Gradient-based algorithms are efficient for applications with
a large number of variables and/or constraints. They require computation of
derivatives, and can therefore only be used when the models are sufficiently
smooth.
Derivative-free algorithms are tailored for simulation-based
optimization, where gradients can either not be computed or are inaccurate.
They are restricted to applications of moderate size (number of variables),
and typically less efficient than gradient-based problems, but they can be accelerated
by using surrogate models for analysis.
Design of Experiments (DoE)-based sensitivity analysis samples
and explores the design space for determining the impact of inputs on outputs
in order to identify significant design variables. They are also useful for
determining educated initial guesses for the optimization process and subregions
of the design space within which the optimum is more likely to lie.
Simulation-based methods are geared to mixed use of DoE, metamodeling,
gradient-based, and derivative-free techniques, all of which are tailored to
specific problems wherein simulations can be used to perform the analysis, i.e.,
evaluate objective and constraint functions.
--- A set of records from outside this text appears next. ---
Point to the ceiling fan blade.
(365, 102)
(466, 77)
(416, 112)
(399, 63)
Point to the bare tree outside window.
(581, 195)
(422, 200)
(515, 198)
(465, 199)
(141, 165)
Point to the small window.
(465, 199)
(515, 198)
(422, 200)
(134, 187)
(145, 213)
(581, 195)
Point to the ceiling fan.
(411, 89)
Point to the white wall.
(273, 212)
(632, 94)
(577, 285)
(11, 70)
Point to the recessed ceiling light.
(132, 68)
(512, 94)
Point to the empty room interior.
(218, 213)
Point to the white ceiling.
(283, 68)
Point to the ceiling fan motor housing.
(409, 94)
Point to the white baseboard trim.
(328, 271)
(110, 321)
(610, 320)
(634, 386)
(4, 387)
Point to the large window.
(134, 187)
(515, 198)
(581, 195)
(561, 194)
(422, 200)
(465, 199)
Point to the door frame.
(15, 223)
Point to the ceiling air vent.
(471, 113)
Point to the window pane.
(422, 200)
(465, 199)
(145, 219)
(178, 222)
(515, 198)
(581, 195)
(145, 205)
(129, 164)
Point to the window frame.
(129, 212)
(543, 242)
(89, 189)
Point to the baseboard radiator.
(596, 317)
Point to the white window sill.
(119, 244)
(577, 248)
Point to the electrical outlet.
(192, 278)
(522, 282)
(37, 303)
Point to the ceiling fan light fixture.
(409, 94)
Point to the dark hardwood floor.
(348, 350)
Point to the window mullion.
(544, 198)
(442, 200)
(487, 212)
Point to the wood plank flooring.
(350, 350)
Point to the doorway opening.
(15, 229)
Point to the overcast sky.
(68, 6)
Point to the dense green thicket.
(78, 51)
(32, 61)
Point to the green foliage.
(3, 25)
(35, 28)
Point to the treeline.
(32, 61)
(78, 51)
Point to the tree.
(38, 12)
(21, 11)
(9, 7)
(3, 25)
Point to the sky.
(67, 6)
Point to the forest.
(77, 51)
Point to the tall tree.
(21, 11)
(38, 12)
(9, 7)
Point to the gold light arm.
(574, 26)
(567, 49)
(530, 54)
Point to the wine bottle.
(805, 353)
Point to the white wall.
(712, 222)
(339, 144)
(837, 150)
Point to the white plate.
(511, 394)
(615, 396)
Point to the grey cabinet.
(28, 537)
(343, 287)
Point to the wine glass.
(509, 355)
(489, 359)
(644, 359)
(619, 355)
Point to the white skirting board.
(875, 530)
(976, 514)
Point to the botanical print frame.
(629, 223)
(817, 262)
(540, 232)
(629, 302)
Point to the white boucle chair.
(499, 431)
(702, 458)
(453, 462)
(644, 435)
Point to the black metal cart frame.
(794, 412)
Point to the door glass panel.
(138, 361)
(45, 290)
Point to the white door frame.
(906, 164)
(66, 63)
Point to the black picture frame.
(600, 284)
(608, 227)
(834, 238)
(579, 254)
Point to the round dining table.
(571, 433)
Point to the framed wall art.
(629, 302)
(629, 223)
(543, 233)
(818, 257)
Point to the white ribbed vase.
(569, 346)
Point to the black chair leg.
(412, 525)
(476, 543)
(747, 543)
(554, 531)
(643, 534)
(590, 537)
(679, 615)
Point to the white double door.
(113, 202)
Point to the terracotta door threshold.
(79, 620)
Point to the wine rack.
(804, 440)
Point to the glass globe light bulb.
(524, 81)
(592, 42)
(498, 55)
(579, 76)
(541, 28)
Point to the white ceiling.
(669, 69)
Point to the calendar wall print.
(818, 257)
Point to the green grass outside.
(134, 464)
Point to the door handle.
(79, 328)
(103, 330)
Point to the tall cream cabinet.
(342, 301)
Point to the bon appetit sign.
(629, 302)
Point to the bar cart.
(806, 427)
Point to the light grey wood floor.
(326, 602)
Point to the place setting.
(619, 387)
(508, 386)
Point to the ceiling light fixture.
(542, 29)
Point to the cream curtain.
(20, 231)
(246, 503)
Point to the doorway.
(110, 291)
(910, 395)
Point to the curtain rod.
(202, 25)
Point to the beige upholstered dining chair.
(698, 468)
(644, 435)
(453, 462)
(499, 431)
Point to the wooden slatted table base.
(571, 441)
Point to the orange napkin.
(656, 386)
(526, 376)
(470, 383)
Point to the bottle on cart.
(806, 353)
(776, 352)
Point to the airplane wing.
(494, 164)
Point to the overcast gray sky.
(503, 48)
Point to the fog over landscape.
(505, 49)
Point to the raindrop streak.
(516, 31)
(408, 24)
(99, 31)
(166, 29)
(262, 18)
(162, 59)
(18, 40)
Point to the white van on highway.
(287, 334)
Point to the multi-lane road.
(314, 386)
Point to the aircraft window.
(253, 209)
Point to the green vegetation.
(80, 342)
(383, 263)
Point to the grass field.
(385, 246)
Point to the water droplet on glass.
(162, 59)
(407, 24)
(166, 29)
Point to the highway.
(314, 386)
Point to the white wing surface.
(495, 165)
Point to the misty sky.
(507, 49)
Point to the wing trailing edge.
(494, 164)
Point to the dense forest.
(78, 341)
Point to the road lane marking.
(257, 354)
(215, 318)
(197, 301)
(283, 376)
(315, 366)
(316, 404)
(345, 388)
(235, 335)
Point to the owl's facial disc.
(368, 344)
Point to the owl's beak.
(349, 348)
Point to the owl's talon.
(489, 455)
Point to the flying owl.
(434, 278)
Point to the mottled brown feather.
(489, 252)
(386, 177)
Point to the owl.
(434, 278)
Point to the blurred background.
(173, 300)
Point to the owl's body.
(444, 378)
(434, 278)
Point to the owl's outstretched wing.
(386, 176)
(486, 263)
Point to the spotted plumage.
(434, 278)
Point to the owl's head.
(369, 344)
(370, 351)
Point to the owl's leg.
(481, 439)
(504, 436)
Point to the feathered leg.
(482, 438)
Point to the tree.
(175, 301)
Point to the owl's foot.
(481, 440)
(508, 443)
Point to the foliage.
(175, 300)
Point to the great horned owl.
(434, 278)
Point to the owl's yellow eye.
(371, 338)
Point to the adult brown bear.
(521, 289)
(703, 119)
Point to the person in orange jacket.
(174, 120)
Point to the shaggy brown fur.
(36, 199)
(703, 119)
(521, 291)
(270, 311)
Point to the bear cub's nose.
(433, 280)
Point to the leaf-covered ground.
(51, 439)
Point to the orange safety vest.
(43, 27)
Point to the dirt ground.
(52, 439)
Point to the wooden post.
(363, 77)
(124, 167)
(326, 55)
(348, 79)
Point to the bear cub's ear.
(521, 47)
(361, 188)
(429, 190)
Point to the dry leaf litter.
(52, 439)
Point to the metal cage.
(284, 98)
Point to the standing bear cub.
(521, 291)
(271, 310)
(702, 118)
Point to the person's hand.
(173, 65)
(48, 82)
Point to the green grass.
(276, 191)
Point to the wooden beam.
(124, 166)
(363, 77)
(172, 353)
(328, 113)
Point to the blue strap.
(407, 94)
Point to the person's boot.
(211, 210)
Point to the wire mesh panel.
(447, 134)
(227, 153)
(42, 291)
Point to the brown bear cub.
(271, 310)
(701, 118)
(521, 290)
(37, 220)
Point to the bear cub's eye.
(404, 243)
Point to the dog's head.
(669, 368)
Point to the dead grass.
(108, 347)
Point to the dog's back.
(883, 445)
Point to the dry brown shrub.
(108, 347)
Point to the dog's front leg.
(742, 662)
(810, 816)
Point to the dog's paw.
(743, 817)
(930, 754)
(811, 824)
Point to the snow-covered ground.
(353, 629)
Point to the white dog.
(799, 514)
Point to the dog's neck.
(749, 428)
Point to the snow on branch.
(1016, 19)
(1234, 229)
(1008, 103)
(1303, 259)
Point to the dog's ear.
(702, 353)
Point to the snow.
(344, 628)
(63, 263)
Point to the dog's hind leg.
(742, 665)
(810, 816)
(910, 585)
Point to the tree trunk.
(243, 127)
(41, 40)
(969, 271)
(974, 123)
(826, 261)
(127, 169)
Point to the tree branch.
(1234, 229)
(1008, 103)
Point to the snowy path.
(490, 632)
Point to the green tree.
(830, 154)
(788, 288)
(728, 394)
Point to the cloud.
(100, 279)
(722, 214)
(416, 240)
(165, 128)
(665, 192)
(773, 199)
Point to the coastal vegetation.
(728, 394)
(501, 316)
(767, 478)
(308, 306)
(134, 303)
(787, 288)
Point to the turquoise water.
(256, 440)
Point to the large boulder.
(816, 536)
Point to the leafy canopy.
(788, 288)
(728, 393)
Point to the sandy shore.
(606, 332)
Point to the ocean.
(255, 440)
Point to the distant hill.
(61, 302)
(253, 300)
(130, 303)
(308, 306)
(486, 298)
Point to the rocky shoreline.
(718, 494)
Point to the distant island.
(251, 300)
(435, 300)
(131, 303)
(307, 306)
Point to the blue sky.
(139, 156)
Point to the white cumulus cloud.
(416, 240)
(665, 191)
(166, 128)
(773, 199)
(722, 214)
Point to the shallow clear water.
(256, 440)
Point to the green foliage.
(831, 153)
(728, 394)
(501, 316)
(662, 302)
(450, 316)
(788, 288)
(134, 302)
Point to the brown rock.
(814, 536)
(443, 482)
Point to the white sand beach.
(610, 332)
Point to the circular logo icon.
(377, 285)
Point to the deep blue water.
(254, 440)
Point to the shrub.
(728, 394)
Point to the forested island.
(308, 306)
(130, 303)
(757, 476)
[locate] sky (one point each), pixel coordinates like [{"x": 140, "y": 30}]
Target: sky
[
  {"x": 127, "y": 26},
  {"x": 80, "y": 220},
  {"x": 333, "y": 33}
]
Multidisciplinary techniques coordinate the optimization process
when the analysis involves multiple disciplines that are coupled (outputs of
one discipline are inputs to others). Several implementation and coordination
algorithms are available according to feasibility requirements and co-simulation
needs.
Reliability-based methods employ algorithms for solving probabilistic
optimization problems wherein subsets of design variables and parameters are
random and constraints are formulated probabilistically (the constraints are
satisfied at a pre-specified reliability level). Nested (double-loop), single-loop,
and segregated optimization/analysis methods are used depending on design problem
and simulation requirements.
Design for robustness is employed for solving multi-objective
formulations of design optimization applications where uncertainties in design
variables and parameters cause variations of performance. These techniques identify
optimal designs that are less sensitive to variations.